Today, Koenigsegg has become synonymous with high performance, high speeds and exclusivity. He and his team manufacture approximately 35 supercars a year and are ramping up to produce 60 cars annually. Each one commands a six-figure price tag, reflective of the cutting-edge technology and hand-crafted nature of every vehicle that rolls off the production line.
“My mindset has always been that it’s not over until I give up, and if I never allow myself to give up, that means it’s never over.”
The in-house manufacturing and technological capabilities bring a vertical integration to its vehicle systems that von Koenigsegg describes as essential to the feel and performance of the car. The company also partners with other industry leaders such as carbon-fiber prepreg manufacturer Delta Preg, an established, long-term relationship that he hopes will be further strengthened in the coming years.
The company sets high demands on the quality of the material that Delta Preg delivers.
“Through the open communication between the two companies, that standard is met and improved with time,” he confirms. “We work well together considering the high-quality standards that are set by both companies respectively.”
von Koenigsegg has his foot on the gas as he looks to take the business to the next level.
“The facility footprint has grown substantially over the past three years, from 10,000 square meters to over 30,000 square meters,” he says.
These new, improved, state-of-the-art facilities will allow for bigger production volumes as well as enhanced in-house design innovations.
“These investments will give us an even greater standing in the cutting-edge technology department,” he says.
Part of those facilities will include an e-motor assembly plant.
“There’s a lot of development Koenigsegg is undertaking to prepare for the shift to electric,” he points out. “We’re developing class-leading high-voltage batteries, e-motors and inverters.”
“We see electrification a bit differently at Koenigsegg.”
Parallel to that, developments in combustion engines with the possibility to run on biofuel and other green sources are offering alternatives to all-electric options.
“Looking at many of the fully electric vehicles today, they come at a big weight penalty with big batteries.
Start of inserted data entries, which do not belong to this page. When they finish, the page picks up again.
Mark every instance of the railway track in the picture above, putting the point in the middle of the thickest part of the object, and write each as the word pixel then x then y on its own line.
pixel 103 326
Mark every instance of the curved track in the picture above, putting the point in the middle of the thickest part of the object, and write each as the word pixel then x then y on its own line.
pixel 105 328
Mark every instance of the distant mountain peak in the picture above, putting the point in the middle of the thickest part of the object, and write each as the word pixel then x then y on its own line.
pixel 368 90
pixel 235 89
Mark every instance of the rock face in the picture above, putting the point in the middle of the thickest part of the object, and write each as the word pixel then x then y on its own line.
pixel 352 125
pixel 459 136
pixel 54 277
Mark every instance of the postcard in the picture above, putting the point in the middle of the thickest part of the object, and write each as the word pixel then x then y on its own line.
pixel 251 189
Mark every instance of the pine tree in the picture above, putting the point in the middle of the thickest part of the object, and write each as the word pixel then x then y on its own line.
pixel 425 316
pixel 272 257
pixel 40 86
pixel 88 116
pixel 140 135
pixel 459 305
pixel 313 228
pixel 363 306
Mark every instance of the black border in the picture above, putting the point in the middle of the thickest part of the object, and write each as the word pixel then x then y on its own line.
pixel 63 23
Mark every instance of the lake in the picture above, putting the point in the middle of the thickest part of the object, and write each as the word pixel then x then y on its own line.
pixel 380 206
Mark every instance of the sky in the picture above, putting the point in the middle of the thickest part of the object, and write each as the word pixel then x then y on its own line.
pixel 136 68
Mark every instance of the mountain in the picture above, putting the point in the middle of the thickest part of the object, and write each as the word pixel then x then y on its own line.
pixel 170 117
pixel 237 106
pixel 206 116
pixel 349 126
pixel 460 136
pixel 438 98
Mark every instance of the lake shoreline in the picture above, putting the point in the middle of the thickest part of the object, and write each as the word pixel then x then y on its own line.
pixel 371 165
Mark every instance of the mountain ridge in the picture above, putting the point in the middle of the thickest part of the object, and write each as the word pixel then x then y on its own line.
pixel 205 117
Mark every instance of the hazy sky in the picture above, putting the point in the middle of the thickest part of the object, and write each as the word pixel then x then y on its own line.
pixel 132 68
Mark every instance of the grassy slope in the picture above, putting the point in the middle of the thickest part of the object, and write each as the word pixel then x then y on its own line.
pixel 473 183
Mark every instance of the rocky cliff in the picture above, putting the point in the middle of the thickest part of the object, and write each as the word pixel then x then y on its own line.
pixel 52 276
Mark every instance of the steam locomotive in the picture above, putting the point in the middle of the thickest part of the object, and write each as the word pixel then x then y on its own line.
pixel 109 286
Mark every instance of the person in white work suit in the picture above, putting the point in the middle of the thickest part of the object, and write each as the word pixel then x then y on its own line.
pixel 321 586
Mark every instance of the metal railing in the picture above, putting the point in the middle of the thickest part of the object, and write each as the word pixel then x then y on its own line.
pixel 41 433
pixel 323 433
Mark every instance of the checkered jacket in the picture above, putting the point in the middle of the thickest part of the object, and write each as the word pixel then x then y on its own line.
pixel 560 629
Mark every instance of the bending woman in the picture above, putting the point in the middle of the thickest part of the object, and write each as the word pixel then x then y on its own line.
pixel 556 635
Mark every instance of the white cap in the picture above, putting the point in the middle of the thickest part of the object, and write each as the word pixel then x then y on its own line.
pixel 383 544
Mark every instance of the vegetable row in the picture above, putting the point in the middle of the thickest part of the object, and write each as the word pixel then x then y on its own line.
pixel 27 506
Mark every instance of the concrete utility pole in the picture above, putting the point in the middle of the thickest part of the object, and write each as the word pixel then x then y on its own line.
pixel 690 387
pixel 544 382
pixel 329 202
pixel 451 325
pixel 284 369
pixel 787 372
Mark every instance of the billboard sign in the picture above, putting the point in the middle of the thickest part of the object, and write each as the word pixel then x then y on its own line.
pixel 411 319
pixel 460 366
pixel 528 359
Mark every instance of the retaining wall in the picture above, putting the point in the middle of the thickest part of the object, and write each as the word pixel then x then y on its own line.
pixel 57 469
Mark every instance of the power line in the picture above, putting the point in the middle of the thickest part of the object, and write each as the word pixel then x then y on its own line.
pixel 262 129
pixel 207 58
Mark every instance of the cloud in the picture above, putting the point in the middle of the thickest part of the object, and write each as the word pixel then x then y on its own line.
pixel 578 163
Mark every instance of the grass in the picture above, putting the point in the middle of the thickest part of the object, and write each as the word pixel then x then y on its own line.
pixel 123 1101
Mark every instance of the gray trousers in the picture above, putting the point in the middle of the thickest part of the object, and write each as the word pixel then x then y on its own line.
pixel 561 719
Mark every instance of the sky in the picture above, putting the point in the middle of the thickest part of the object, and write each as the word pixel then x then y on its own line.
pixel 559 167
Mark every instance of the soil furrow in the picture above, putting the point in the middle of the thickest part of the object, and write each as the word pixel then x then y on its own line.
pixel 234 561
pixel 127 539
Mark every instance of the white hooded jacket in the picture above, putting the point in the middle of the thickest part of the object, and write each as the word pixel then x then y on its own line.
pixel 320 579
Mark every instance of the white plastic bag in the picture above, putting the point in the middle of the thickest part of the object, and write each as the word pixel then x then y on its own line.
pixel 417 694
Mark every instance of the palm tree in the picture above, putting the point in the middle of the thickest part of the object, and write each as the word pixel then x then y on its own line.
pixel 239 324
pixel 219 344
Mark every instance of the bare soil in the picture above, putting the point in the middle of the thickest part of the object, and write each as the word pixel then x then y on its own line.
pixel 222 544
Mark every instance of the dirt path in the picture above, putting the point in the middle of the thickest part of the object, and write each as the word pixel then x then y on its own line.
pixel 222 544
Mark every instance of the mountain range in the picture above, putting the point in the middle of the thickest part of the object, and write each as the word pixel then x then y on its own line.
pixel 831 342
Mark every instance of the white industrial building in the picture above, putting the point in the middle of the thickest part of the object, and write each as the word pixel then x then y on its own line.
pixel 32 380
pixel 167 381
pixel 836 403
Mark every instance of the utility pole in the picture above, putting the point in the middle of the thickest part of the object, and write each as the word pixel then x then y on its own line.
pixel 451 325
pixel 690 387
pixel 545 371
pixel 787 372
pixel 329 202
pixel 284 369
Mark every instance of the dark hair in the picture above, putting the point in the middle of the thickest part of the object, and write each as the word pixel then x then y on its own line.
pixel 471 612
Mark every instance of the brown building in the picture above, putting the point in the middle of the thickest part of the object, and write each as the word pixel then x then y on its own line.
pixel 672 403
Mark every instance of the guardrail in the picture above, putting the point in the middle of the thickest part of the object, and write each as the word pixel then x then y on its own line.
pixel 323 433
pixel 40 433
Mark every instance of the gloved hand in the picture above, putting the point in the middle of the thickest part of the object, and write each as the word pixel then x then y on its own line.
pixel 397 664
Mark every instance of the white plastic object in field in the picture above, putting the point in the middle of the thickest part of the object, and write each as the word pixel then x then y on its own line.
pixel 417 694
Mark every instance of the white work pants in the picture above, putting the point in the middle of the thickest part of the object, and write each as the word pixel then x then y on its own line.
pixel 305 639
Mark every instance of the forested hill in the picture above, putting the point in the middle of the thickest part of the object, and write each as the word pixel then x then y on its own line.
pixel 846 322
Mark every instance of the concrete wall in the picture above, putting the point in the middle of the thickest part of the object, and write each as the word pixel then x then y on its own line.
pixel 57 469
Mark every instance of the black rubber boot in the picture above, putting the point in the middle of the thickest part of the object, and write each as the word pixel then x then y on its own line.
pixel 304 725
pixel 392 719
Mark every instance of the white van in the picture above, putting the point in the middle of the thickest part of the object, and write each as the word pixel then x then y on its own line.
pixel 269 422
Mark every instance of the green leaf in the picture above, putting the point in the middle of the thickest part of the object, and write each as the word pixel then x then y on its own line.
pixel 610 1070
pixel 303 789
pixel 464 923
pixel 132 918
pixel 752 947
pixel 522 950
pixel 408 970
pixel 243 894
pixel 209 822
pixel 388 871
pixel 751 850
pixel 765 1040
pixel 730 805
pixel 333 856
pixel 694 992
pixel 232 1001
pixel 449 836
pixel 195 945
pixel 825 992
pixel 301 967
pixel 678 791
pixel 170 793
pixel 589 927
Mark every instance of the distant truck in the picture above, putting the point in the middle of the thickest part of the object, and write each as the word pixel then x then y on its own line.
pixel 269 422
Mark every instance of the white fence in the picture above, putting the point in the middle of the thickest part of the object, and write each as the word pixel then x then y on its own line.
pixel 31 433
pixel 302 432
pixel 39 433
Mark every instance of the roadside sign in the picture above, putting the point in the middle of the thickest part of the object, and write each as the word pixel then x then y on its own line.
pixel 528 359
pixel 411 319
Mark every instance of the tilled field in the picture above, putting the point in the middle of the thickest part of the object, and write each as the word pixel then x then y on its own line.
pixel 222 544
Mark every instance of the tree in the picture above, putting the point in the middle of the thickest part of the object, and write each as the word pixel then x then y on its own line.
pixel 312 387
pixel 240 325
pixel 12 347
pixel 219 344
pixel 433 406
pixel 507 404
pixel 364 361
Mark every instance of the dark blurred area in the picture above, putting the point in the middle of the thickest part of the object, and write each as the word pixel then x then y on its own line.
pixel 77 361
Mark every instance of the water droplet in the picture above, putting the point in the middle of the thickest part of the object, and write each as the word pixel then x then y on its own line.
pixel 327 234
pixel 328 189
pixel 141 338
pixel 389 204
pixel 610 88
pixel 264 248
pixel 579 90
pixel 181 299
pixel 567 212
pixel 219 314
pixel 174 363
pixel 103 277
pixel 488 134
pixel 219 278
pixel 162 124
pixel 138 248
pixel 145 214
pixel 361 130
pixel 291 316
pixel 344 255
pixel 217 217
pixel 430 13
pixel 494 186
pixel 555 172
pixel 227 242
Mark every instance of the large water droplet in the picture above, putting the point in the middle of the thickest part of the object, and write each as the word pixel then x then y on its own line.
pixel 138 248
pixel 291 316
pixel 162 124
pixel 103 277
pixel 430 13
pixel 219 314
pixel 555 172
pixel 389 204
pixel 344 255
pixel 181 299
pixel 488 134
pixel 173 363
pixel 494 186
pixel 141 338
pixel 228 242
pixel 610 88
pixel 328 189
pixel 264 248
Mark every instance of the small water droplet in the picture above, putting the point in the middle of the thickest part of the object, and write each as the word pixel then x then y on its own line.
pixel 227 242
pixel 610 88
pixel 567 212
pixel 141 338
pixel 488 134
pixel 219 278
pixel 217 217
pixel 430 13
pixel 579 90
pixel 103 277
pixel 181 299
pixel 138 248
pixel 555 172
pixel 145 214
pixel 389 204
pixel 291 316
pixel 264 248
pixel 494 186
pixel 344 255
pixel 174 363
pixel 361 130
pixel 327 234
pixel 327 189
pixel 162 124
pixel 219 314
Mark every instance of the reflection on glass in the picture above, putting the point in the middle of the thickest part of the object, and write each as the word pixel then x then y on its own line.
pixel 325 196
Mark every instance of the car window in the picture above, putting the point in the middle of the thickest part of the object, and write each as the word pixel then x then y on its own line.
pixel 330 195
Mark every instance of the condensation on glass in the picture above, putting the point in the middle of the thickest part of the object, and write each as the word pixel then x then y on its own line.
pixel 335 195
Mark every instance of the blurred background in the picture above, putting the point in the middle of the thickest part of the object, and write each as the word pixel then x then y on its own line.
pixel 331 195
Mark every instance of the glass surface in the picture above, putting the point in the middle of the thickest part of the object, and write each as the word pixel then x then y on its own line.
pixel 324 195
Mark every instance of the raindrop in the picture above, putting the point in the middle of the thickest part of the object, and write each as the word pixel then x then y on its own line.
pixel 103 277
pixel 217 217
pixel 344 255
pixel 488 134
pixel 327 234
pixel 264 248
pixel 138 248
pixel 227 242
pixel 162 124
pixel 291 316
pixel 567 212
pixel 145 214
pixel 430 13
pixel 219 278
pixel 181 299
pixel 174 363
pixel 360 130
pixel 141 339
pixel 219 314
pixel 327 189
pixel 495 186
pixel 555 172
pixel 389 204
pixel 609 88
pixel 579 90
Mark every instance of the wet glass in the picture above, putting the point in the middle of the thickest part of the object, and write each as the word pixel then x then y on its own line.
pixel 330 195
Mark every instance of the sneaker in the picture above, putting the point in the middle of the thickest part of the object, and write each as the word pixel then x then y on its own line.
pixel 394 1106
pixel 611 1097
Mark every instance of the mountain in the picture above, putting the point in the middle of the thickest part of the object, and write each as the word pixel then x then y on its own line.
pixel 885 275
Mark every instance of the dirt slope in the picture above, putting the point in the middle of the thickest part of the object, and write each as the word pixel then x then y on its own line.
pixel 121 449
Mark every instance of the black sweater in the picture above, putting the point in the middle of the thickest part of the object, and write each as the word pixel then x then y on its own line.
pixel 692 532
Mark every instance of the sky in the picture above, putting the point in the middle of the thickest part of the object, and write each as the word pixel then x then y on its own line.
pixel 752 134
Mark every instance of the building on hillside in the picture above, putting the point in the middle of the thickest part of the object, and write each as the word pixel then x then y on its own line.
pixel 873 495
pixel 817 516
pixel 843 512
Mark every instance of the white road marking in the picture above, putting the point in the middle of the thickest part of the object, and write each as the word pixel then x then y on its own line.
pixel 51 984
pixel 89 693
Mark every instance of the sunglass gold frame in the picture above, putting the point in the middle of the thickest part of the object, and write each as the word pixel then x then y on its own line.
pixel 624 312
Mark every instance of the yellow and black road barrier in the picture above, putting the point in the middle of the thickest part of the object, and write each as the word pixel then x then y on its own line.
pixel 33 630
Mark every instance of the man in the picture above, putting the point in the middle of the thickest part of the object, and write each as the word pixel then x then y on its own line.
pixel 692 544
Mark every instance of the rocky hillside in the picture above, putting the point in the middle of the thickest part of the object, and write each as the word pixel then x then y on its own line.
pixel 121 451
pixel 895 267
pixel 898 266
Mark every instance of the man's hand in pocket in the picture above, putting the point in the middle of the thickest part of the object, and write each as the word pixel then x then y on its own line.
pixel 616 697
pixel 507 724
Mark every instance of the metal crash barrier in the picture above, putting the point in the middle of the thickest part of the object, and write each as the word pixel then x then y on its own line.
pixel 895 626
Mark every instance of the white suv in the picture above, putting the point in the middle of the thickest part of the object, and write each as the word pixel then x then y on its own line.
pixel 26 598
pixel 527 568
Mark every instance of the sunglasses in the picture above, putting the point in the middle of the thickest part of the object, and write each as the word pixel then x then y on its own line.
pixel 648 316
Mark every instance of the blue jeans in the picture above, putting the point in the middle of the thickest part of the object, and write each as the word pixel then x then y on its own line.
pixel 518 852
We see electrification a bit differently at Koenigsegg,” he explains.
“The battery cell we’re developing is very extreme and can extract a lot of power, and we combine this with extreme combustion engine technology that runs on renewable fuel.”
He explains that the company’s proprietary Freevalve technology allows its vehicles to combust very efficiently and extract the most possible out of small engines.
“These combinations make the car lighter, more agile and exciting, while still remaining environmentally conscious,” he says.
A poster boy for following your dreams, von Koenigsegg says his days don’t feel like work.
“I know this is a rare situation to be in and I wouldn’t change anything,” he says.